Huntington's gerontology program will be delivered online within Laurentian's Faculty of Arts starting in the fall.
A spokesperson for Laurentian, Isabelle Bourgeault-Tassé, says it is exclusively a transfer of course materials. Existing students will remain in the program and new students can enrol.
In a news release, Laurentian says no programs and courses at Huntington will be accepted as credits for a Laurentian degree after this term, and says all students currently enrolled at Huntington will be offered a path to graduate through programs and courses at Laurentian.
The chair of the gerontology department at Huntington, Krishnan Venkataraman, says he's still processing the news.
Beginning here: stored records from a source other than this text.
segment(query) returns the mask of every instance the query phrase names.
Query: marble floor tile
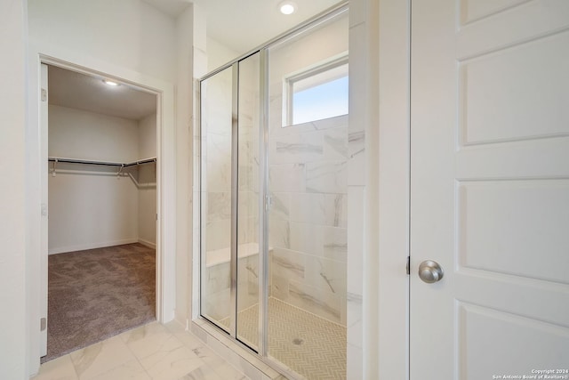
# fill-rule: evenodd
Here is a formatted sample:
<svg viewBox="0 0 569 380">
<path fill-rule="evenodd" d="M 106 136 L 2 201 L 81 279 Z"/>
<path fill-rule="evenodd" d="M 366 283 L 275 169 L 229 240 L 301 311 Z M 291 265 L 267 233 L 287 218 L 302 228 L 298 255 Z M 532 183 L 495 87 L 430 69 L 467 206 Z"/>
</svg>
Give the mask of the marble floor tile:
<svg viewBox="0 0 569 380">
<path fill-rule="evenodd" d="M 229 363 L 224 363 L 220 366 L 215 367 L 215 372 L 223 379 L 223 380 L 246 380 L 248 379 L 241 372 L 237 371 L 233 366 Z"/>
<path fill-rule="evenodd" d="M 92 379 L 136 359 L 119 336 L 77 350 L 70 357 L 81 380 Z"/>
<path fill-rule="evenodd" d="M 205 366 L 201 359 L 184 345 L 169 351 L 156 352 L 140 360 L 140 363 L 150 377 L 156 380 L 176 380 Z"/>
<path fill-rule="evenodd" d="M 150 376 L 139 360 L 127 361 L 110 371 L 100 374 L 92 380 L 150 380 Z"/>
<path fill-rule="evenodd" d="M 184 327 L 152 322 L 44 363 L 32 380 L 247 380 Z"/>
<path fill-rule="evenodd" d="M 77 380 L 73 361 L 69 355 L 64 355 L 42 364 L 39 372 L 31 380 Z"/>
<path fill-rule="evenodd" d="M 186 374 L 180 380 L 226 380 L 226 378 L 220 377 L 211 367 L 202 366 Z"/>
</svg>

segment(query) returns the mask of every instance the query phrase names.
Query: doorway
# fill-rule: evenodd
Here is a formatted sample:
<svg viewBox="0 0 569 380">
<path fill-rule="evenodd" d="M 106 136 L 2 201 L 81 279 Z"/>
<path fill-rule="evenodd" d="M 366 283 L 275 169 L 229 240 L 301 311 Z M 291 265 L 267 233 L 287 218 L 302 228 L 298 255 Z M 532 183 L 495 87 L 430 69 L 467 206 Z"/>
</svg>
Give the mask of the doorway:
<svg viewBox="0 0 569 380">
<path fill-rule="evenodd" d="M 156 319 L 159 118 L 156 93 L 54 65 L 42 71 L 45 361 Z"/>
</svg>

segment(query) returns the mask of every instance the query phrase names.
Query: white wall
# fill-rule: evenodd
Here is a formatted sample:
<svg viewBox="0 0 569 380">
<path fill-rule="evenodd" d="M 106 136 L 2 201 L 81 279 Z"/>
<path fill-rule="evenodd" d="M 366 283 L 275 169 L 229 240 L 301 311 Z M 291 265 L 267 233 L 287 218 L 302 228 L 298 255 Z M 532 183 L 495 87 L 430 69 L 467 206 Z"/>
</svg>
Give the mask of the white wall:
<svg viewBox="0 0 569 380">
<path fill-rule="evenodd" d="M 156 155 L 156 114 L 138 123 L 139 158 Z M 138 240 L 147 246 L 156 244 L 156 166 L 144 164 L 138 167 Z"/>
<path fill-rule="evenodd" d="M 140 0 L 29 0 L 29 37 L 175 81 L 174 23 Z"/>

"I don't know more than anything that's stated. So at the moment, the only communication is that the program has been transferred over. I haven't received official communication from Huntington University regarding this, so I don't know my own status or the status of my colleagues in the department," he says.
"In a sense, it will come as a welcome relief for many students because they will not be switched over to any other program. I think it will be good in that sense."
Venkataraman says enrolment in the online gerontology course has been robust, and applicants come from across the province, as well as Canada. The course sees roughly 1,000 registrations each year.
For Laurentian to take over the program is a "financially prudent decision," Venkataraman says, adding that's because it is already prepared and ready to go.
"So it can be administered with relatively minimal effort. And the return on investment is pretty good."
Venkataraman notes that creating the online course has been "a double-edged sword, right from the beginning."
"There wasn't an online program even two years ago. We did this because we were facing what appeared to be an enrolment challenge, maybe six or seven years ago," he said.
It is hardto think of them as going away andbeing run by somebody else- Krishnan Venkataraman, Huntington University gerontology department chair
"We knew we would connect with the students that were interested in this program [by creating an online course]. But we were always aware of the fact that there was the potential for this program to move, with or without us."
Venkataraman says he and his colleagues are attached to the courses they've created.
"[The courses] are, in a sense, my babies, right? And maybe it's very cliche, very cheesy. Have we been compensated? For sure. But it is hard to think of them as going away and being run by somebody else."
He says he wishes the provincial government would step in and provide funding to support the university's programs, "so we didn't have to make these kinds of negotiations. That's what I would have liked to have seen."